In-gap impurity states as the hallmark of the Quantum Spin Hall phase

TL;DR

This paper demonstrates that in-gap impurity states are unique to the Quantum Spin Hall phase in a 2D insulator, serving as a local probe to identify topological order through impurity response.

Contribution

It reveals that normalizable in-gap impurity states occur only in the Quantum Spin Hall phase, providing a new method to detect topological order via local impurity states.

Findings

In-gap impurity states are exclusive to the Quantum Spin Hall phase.

Impurity states in the QSH phase carry dissipationless, chiral currents.
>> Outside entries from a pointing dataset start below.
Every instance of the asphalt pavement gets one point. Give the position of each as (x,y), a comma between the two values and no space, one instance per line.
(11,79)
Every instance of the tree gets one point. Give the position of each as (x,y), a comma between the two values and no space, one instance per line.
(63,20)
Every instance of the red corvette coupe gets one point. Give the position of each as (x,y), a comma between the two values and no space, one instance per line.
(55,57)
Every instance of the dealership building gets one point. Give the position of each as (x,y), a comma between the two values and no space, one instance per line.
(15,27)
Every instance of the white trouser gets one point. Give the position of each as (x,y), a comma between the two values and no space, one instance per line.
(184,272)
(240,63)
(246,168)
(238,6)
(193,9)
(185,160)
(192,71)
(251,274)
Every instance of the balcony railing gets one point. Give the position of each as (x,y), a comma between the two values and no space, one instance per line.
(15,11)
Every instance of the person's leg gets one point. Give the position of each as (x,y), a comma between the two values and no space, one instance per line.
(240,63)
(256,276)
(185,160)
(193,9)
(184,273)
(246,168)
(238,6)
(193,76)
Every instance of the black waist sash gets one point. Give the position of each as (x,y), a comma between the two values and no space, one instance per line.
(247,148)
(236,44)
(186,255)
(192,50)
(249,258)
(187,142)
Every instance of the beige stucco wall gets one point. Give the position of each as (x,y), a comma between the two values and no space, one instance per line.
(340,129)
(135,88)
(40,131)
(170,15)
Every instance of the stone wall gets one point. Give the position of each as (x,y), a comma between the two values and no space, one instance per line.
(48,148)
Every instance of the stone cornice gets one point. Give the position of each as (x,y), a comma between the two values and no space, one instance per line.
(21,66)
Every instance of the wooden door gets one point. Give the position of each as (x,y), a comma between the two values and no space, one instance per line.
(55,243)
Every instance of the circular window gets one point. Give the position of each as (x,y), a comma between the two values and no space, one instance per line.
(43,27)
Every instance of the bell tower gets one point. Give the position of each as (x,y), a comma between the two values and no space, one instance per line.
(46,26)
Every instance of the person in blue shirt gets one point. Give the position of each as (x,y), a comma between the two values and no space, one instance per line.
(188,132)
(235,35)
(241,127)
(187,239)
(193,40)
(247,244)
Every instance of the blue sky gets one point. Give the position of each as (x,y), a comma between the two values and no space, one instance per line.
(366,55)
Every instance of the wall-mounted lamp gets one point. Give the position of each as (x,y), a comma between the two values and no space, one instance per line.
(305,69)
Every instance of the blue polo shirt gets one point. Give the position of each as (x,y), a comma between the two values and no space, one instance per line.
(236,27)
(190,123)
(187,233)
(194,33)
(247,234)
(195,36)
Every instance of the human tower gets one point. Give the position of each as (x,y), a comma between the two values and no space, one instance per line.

Local impurity probes can identify topological order in insulators.

Abstract

We study the different response to an impurity of the two topologically different phases shown by a two dimensional insulator with time reversal symmetry, namely, the Quantum Spin Hall and the normal phase. We consider the case of graphene as a toy model that features the two phases driven, respectively, by intrinsic spin-orbit coupling and inversion symmetry breaking. We find that strictly normalizable in-gap impurity states only occur in the Quantum Spin Hall phase and carry dissipationless current whose quirality is determined by the spin and pseudospin of the residing electron. Our results imply that topological order can be unveiled by local probes of defect states.